Deep sequencing of circulating tumor DNA detects molecular residual disease and predicts recurrence in gastric cancer

Jian Yang, Yuhua Gong, Vincent K Lam, Yan Shi, Yanfang Guan, Yanyan Zhang, Liyan Ji, Yongsheng Chen, Yongliang Zhao, Feng Qian, Jun Chen, Pingang Li, Fan Zhang, Jiayin Wang, Xuanping Zhang, Ling Yang, Scott Kopetz, P Andrew Futreal, Jianjun Zhang, Xin Yi, Xuefeng Xia, Peiwu Yu, Jian Yang, Yuhua Gong, Vincent K Lam, Yan Shi, Yanfang Guan, Yanyan Zhang, Liyan Ji, Yongsheng Chen, Yongliang Zhao, Feng Qian, Jun Chen, Pingang Li, Fan Zhang, Jiayin Wang, Xuanping Zhang, Ling Yang, Scott Kopetz, P Andrew Futreal, Jianjun Zhang, Xin Yi, Xuefeng Xia, Peiwu Yu

Abstract

Identifying locoregional gastric cancer patients who are at high risk for relapse after resection could facilitate early intervention. By detecting molecular residual disease (MRD), circulating tumor DNA (ctDNA) has been shown to predict post-operative relapse in several cancers. Here, we aim to evaluate MRD detection by ctDNA and its association with clinical outcome in resected gastric cancer. This prospective cohort study enrolled 46 patients with stage I-III gastric cancer that underwent resection with curative intent. Sixty resected tumor samples and 296 plasma samples were obtained for targeted deep sequencing and longitudinal ctDNA profiling. ctDNA detection was correlated with clinicopathologic features and post-operative disease-free (DFS) and overall survival (OS). ctDNA was detected in 45% of treatment-naïve plasma samples. Primary tumor extent (T stage) was independently associated with pre-operative ctDNA positivity (p = 0.006).

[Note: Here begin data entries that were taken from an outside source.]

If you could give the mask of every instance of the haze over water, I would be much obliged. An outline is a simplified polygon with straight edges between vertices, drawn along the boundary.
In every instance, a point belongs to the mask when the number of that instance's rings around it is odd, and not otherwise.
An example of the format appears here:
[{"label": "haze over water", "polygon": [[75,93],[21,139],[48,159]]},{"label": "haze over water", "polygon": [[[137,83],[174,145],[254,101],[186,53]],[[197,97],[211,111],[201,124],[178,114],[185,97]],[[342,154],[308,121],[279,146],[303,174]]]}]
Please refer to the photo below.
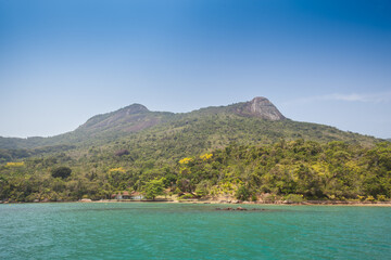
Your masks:
[{"label": "haze over water", "polygon": [[391,208],[0,205],[0,259],[387,259]]}]

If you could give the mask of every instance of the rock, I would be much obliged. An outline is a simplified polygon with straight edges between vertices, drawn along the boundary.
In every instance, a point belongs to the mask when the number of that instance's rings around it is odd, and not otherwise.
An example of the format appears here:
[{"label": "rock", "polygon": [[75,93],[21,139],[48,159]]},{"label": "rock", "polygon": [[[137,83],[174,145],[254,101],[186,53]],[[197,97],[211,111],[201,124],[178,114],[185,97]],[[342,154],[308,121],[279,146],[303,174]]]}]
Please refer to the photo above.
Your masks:
[{"label": "rock", "polygon": [[247,208],[238,207],[237,210],[247,210]]},{"label": "rock", "polygon": [[235,113],[273,121],[283,120],[286,118],[270,101],[263,96],[257,96],[252,101],[236,105]]},{"label": "rock", "polygon": [[92,203],[90,198],[83,198],[80,199],[80,203]]}]

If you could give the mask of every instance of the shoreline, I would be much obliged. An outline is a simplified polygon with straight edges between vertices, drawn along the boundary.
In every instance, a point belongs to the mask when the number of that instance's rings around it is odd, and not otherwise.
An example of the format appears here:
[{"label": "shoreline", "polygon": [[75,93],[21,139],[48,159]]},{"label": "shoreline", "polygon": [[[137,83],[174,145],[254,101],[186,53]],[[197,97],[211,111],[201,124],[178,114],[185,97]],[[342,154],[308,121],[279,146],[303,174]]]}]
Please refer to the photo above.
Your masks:
[{"label": "shoreline", "polygon": [[287,202],[275,202],[275,203],[263,203],[263,202],[225,202],[215,199],[155,199],[155,200],[136,200],[136,199],[79,199],[79,200],[65,200],[65,202],[2,202],[1,204],[48,204],[48,203],[164,203],[164,204],[216,204],[216,205],[265,205],[265,206],[358,206],[358,207],[391,207],[391,200],[389,202],[352,202],[352,200],[306,200],[301,203],[287,203]]}]

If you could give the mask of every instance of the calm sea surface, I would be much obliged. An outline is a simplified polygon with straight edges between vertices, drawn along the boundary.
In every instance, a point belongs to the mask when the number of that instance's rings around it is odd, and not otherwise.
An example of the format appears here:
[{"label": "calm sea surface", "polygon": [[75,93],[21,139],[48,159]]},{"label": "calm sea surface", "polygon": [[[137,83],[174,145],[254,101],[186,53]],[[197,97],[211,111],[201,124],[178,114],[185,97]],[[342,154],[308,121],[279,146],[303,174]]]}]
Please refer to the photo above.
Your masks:
[{"label": "calm sea surface", "polygon": [[391,259],[391,208],[0,205],[0,259]]}]

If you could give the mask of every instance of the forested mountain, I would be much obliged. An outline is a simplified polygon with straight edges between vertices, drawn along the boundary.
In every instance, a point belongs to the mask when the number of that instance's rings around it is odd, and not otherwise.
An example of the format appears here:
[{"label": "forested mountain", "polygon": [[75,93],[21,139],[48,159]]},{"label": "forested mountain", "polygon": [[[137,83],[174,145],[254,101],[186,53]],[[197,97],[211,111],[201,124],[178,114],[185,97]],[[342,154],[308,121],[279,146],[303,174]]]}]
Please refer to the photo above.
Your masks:
[{"label": "forested mountain", "polygon": [[[207,139],[213,139],[223,145],[227,144],[227,140],[236,140],[240,143],[263,140],[270,143],[281,138],[287,140],[303,138],[320,142],[339,140],[366,145],[376,142],[376,139],[371,136],[343,132],[332,127],[292,121],[283,117],[267,99],[255,98],[250,102],[179,114],[151,112],[143,105],[133,104],[116,112],[97,115],[75,131],[51,138],[0,136],[0,150],[3,152],[12,150],[14,154],[17,154],[17,150],[24,150],[21,154],[26,154],[33,148],[50,146],[51,150],[60,152],[64,145],[101,145],[122,138],[135,138],[139,133],[141,136],[147,132],[157,135],[172,135],[173,132],[212,134],[214,138]],[[33,154],[36,153],[33,152]]]},{"label": "forested mountain", "polygon": [[0,200],[110,198],[151,185],[191,196],[383,199],[390,159],[387,142],[287,119],[265,98],[182,114],[134,104],[56,136],[1,138]]}]

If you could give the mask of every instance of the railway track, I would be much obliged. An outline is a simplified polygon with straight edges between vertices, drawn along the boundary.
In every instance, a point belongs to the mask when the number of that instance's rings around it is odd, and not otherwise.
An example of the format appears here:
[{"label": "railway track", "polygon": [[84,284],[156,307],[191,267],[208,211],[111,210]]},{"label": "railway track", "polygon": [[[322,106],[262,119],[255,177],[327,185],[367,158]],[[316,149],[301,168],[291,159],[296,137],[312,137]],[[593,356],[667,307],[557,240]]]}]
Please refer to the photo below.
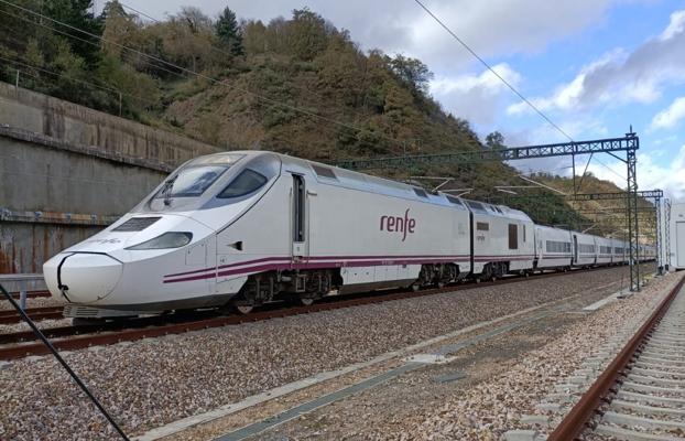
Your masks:
[{"label": "railway track", "polygon": [[685,277],[552,432],[550,441],[685,439]]},{"label": "railway track", "polygon": [[[19,300],[21,297],[19,292],[11,292],[12,299]],[[29,291],[26,292],[26,299],[37,299],[41,297],[50,297],[50,291]],[[0,298],[0,300],[6,300],[4,298]]]},{"label": "railway track", "polygon": [[[330,311],[342,308],[351,308],[365,304],[380,303],[393,300],[434,295],[443,292],[463,291],[494,284],[518,283],[528,280],[545,279],[553,277],[573,276],[580,271],[597,271],[607,269],[606,267],[591,268],[587,270],[574,270],[570,272],[544,272],[530,277],[507,277],[493,281],[480,283],[466,283],[449,286],[444,288],[427,289],[422,291],[393,291],[373,292],[371,294],[357,294],[345,297],[328,297],[319,302],[307,306],[283,306],[274,303],[262,311],[252,312],[246,315],[219,315],[216,312],[204,312],[202,319],[198,315],[184,314],[176,316],[154,316],[146,319],[134,319],[121,322],[107,322],[104,324],[78,325],[44,329],[43,333],[48,338],[55,338],[52,343],[57,349],[74,351],[89,346],[101,346],[129,342],[148,337],[157,337],[170,334],[181,334],[191,331],[199,331],[210,327],[220,327],[249,322],[259,322],[276,318],[314,313],[319,311]],[[29,355],[44,355],[48,349],[36,342],[36,336],[32,332],[18,332],[0,334],[0,361],[17,359]]]},{"label": "railway track", "polygon": [[[63,319],[64,306],[28,308],[26,313],[34,322],[47,319]],[[21,322],[21,315],[14,310],[0,311],[0,324],[12,324]]]}]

All patients with detectable ctDNA in the immediate post-operative period eventually experienced recurrence. ctDNA positivity at any time during longitudinal post-operative follow-up was associated with worse DFS and OS (HR = 14.78, 95%CI, 7.991-61.29, p < 0.0001 and HR = 7.664, 95% CI, 2.916-21.06, p = 0.002, respectively), and preceded radiographic recurrence by a median of 6 months. In locoregional gastric cancer patients treated with curative intent, these results indicate that ctDNA-detected MRD identifies patients at high risk for recurrence and can facilitate novel treatment intensification studies in the adjuvant setting to improve survival.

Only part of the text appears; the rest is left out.